In the current study, E2 treatment significantly elevated plasma concentrations of both calcium and phosphorus. It has been established that E2 treatment induces vitellogenesis in fishes, which is accompanied by an increase in blood plasma calcium and phosphate (Woo et al. 1993; Persson et al. 1998; Guerreiro et al. 2002; Linares-Casenave et al. 2003), because vitellogenin is a calcium-binding lipophosphoprotein. E2 may be involved in the regulation and elevation of blood plasma calcium through an increase in its uptake from the environmental water or its mobilization from internal sources of calcium, e.g., cartilage or scutes in sturgeons.

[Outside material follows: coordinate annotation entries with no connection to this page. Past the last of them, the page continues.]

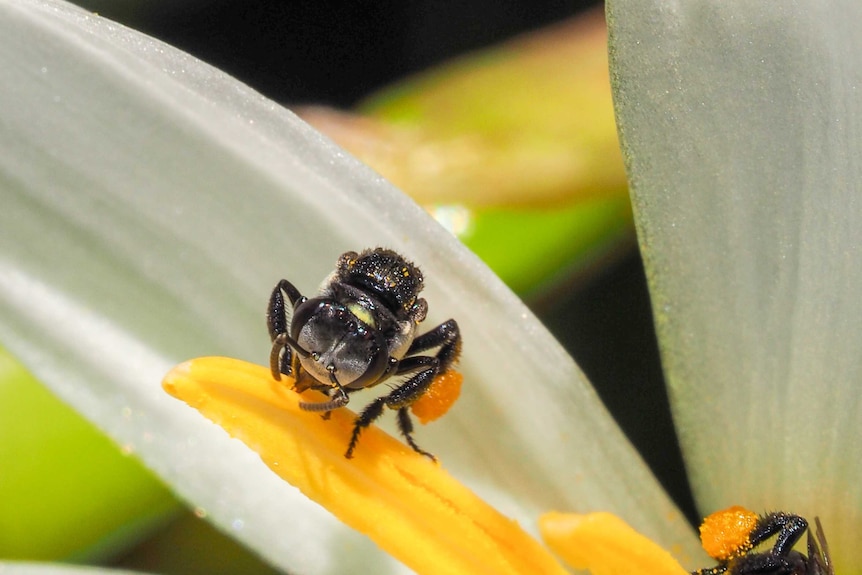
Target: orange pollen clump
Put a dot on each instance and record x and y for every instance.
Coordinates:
(725, 534)
(442, 393)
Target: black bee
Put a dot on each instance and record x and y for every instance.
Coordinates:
(359, 331)
(781, 559)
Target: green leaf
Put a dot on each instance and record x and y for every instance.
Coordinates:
(67, 491)
(741, 128)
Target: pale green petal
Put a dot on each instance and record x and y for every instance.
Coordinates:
(150, 204)
(742, 125)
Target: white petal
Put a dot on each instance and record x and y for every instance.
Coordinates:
(150, 203)
(742, 123)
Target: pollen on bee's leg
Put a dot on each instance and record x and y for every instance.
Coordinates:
(440, 396)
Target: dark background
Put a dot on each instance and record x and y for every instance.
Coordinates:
(333, 53)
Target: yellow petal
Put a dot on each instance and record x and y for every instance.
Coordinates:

In the current investigation, a significant reduction in both plasma progesterone and testosterone was concomitant with increased estradiol levels in fish treated with E2. Similarly, Yuan et al. (2011) showed that oral administration of E2 for 15 months declined serum testosterone levels and enhanced serum estradiol concentrations in a dose-dependent manner in Asian swamp eel (Monopterus albus). The long-term administration of E2 to female brook trout led to a decrease in plasma testosterone and an increase in plasma E2 concentration (Schafhauser-Smith and Benfey 2003). Lower concentrations of progesterone and testosterone in E2-treated fish suggested that repeated E2 injections may affect the steroid biosynthesis process by changing the enzyme activities in the steroidogenic pathway, which convert pregnenolone to progesterone and progesterone to testosterone. Maximum E2 in E2-injected fish was likely related to the vitellogenic process. It is well established in fish species that E2 regulates vitellogenin production by the liver and its level is correlated with vitellogenin synthesis in the liver and with the female reproductive cycle (Ding 2005; Babin et al. 2007). Furthermore, exogenous E2 probably affects the metabolic clearance rate, so that plasma E2 levels remain significantly high 3 weeks after each treating with this hormone. This hypothesis is supported by consideration of previous study in which plasma E2 was poorly metabolized in immature rainbow trout exposed to E2 (Atteke et al. 2003). On the other hand, elevated plasma E2 may be caused by a positive feedback response to hormone therapy on the hypothalamus–pituitary–gonad axis for the growth and development of gonads.

Histological observations of gonads suggested that oogenesis was induced in all the fish treated with exogenous estradiol, so that fish had ovaries with a lot of oocytes at the perinucleus stage. In this study, 66 % of control group were also female. Therefore, it seems that other factors such as artificial propagation and some environmental factors before the beginning of experiment are also involved in skewing sex ratio toward female in the control group.

In conclusion, this study revealed that, for the first time, it is possible to use E2 through injection method for sex reversal in stellate sturgeon without having adverse effects on the growth and survival. According to previous studies on sturgeon species, it seems that the dosage of 5 mg/kg is an optimal dosage for feminization in stellate sturgeon. Further investigations are needed to clearly determine the best dose and exact time of E2 injection and full elucidate its mechanism of action on physiological system through cellular and molecular studies.